Everyone in my focus group appreciated this initiative. They realised how one step or rather one tweet became a chain reaction for many and how steps should be taken against every culprit despite their status or anything else. A few of them did show worry as to the confusion this change brings about. The blurring of lines in what constitutes inappropriate or criminal behaviour is, according to Abhimanyu Sharma, a thing to be dwelt upon. He further emphasized on the point that the even though, there is a huge need to make stringent laws, there also is a need to make sure that there is no misuse of the laws meant to protect women.
Talking more about problems like these, Siddhant Singh talked about this as collateral damage. He said, “In order to bring out 100 right cases where justice should prevail if one case of misuse comes out, we should not back out from the cause behind it. Although false allegations must have repercussions, it shouldn’t discourage people from taking the initiative of ‘Me Too’ forward.”
Why do you think it took so much time for women to come out? Why did it take them years to ask for rightful justice?

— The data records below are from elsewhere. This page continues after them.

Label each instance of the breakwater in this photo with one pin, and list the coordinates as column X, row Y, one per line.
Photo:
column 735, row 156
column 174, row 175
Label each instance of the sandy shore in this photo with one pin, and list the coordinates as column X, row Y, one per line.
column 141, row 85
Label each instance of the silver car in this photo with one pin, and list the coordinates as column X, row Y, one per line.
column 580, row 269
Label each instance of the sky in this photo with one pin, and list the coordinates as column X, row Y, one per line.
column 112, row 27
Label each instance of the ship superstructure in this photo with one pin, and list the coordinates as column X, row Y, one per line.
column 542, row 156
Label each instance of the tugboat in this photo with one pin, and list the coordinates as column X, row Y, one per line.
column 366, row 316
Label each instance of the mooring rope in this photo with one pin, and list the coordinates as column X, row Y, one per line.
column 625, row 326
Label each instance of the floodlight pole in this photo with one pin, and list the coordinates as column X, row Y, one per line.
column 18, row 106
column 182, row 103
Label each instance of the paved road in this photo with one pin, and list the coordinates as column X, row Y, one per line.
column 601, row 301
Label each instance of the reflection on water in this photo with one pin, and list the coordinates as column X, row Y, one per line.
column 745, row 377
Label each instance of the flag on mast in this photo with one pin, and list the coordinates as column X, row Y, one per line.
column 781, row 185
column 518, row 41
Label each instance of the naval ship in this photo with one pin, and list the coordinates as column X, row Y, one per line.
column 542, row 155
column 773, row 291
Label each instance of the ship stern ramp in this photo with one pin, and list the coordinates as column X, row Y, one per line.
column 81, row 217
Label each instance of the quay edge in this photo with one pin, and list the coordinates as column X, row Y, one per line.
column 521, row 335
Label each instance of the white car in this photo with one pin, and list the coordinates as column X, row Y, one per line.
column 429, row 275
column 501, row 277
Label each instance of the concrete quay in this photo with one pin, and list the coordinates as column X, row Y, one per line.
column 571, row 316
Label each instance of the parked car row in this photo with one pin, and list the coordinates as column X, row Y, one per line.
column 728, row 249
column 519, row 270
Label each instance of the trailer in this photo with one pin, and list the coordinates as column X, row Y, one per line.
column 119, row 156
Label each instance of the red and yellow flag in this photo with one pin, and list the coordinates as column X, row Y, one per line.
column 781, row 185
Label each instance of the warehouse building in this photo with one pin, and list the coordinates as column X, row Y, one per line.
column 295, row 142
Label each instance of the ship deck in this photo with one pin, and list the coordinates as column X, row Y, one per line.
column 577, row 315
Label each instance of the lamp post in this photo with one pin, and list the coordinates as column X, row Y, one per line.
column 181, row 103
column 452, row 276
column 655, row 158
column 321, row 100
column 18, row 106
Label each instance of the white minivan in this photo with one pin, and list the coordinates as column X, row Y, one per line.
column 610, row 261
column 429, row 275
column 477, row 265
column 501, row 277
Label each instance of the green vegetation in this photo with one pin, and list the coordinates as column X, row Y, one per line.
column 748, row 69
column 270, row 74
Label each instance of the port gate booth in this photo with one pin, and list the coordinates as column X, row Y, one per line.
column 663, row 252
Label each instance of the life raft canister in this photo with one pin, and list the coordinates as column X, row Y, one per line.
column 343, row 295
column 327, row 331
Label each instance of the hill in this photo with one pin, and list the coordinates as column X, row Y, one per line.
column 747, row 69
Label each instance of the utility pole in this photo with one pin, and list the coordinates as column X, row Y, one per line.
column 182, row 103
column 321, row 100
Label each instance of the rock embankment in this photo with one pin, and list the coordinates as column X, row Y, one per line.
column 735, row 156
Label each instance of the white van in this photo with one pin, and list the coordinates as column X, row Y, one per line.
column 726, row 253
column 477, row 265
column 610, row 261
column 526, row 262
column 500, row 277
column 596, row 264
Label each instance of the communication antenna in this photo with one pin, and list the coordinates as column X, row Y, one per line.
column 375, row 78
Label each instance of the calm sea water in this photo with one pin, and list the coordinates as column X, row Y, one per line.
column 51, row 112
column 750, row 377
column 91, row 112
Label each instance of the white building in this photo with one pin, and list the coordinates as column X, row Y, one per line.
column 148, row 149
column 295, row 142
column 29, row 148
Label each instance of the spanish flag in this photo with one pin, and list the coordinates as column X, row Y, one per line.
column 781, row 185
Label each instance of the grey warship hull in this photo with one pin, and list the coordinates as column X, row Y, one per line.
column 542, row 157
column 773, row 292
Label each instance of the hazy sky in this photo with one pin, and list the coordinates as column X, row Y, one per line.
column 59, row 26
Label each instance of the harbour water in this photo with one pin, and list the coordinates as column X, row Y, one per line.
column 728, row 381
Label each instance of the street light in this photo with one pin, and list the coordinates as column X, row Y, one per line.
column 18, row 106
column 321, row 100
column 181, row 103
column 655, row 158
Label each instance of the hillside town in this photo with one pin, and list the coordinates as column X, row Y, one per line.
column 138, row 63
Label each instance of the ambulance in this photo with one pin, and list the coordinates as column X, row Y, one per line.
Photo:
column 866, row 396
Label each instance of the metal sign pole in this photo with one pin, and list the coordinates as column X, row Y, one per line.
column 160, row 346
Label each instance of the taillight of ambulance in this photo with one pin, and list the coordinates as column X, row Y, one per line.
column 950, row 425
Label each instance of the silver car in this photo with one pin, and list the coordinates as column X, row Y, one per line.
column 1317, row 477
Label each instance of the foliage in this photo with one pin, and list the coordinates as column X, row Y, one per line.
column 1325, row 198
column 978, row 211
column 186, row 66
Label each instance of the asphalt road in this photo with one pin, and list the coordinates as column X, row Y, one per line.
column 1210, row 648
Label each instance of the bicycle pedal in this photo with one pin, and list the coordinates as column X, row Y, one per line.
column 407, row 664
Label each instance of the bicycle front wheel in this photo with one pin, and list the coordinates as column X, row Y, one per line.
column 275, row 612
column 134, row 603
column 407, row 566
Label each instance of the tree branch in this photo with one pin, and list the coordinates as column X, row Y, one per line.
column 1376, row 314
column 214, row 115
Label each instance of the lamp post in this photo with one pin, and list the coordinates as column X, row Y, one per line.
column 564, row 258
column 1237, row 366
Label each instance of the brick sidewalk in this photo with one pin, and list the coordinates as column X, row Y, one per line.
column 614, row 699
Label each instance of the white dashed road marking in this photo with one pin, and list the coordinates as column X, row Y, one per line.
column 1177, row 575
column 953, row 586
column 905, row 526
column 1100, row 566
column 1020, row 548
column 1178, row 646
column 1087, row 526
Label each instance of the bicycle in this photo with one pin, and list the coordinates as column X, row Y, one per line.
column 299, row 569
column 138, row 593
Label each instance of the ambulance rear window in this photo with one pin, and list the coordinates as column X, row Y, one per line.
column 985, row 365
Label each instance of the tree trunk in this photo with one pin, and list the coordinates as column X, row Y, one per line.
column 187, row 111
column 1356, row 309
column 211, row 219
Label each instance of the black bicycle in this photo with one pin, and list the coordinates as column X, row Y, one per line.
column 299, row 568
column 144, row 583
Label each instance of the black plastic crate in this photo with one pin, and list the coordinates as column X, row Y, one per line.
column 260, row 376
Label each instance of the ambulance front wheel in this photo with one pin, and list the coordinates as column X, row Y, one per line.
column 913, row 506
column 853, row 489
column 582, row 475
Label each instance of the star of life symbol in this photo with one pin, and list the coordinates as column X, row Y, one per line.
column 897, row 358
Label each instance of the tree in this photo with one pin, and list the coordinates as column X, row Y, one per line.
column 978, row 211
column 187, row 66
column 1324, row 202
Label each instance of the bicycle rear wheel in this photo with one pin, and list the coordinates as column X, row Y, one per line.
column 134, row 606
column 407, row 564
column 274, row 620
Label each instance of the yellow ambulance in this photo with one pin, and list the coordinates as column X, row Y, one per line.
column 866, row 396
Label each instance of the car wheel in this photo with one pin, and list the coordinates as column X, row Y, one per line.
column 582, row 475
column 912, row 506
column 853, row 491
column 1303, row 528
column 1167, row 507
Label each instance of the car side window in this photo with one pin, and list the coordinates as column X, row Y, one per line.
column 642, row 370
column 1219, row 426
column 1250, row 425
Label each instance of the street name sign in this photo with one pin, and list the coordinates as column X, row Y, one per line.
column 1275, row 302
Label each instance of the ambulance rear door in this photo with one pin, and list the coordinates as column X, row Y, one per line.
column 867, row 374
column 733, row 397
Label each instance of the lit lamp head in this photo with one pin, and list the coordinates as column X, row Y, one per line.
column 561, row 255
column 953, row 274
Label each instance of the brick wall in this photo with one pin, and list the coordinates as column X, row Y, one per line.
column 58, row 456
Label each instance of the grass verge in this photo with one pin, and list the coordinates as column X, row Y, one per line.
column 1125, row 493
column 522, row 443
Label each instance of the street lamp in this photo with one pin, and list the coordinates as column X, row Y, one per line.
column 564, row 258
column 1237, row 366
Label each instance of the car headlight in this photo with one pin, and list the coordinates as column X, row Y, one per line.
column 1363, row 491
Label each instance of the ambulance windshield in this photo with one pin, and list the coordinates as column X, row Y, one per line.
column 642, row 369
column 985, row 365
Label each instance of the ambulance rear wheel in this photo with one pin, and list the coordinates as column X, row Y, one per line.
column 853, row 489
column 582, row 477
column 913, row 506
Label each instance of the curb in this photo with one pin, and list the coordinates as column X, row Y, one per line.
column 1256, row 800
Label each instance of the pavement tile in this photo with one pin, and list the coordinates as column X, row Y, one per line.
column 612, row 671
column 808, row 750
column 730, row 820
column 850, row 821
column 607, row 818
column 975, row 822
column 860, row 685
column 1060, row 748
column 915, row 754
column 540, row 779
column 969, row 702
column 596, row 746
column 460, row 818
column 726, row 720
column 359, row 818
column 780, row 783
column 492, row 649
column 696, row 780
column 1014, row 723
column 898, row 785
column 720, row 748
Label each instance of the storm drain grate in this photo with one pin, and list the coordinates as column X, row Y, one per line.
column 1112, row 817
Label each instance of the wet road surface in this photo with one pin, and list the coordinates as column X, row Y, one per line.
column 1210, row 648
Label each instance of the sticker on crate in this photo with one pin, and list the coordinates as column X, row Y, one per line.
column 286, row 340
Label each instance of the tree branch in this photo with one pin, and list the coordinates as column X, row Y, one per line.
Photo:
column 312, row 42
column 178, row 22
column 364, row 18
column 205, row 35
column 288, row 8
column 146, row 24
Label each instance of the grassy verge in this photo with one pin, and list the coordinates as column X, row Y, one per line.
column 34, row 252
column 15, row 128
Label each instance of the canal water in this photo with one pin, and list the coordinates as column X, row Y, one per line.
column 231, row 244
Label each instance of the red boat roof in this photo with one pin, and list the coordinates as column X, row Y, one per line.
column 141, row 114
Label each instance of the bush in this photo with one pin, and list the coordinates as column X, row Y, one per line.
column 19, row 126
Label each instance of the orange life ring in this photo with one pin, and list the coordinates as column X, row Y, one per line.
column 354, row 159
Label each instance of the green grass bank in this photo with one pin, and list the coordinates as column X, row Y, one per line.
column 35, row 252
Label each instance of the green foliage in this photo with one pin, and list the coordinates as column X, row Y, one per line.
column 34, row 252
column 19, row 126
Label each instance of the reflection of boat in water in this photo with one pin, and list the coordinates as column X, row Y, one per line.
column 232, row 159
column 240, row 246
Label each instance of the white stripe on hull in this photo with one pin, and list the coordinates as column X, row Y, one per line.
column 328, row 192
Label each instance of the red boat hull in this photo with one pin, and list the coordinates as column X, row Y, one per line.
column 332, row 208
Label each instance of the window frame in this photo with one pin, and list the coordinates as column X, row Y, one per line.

Even though a generalised answer to such questions is not possible, Navjot Singh Bhatia tried to explain this by saying that, “In our society, women do not feel that they are supported. They are unsure of taking the risk of speaking out loud. We need to be more accepting towards her and what she has to say.” Few of them were unsure about the specific reason as to what took women so long. One of the respondents admitted that he believes that there might be some hidden agenda behind the women opening up after so many years, especially in the case of celebrities.
The expanse of gender equality, of sexual misconduct and the perspectives behind it, go a long way. With every new person, comes up a different spectacle to the same view. The fight which has resurfaced from these two words, ‘Me Too’ is a fight for everyone and not just one-half of us. The fight which has begun from hashtags has come to discussions and now, it needs to be integrated to see our own reflections of wrongdoings. The fight needs to go on and needs solid, true action from us all in order to bring a change.
Emma Watson said that in moments doubt and uncertainty, she thought of the quote, “If not me, who, if not now, when”.
If all of us start to think like this, ‘Me Too’ might become a short-lived, lesser used and most importantly, lesser felt phrase.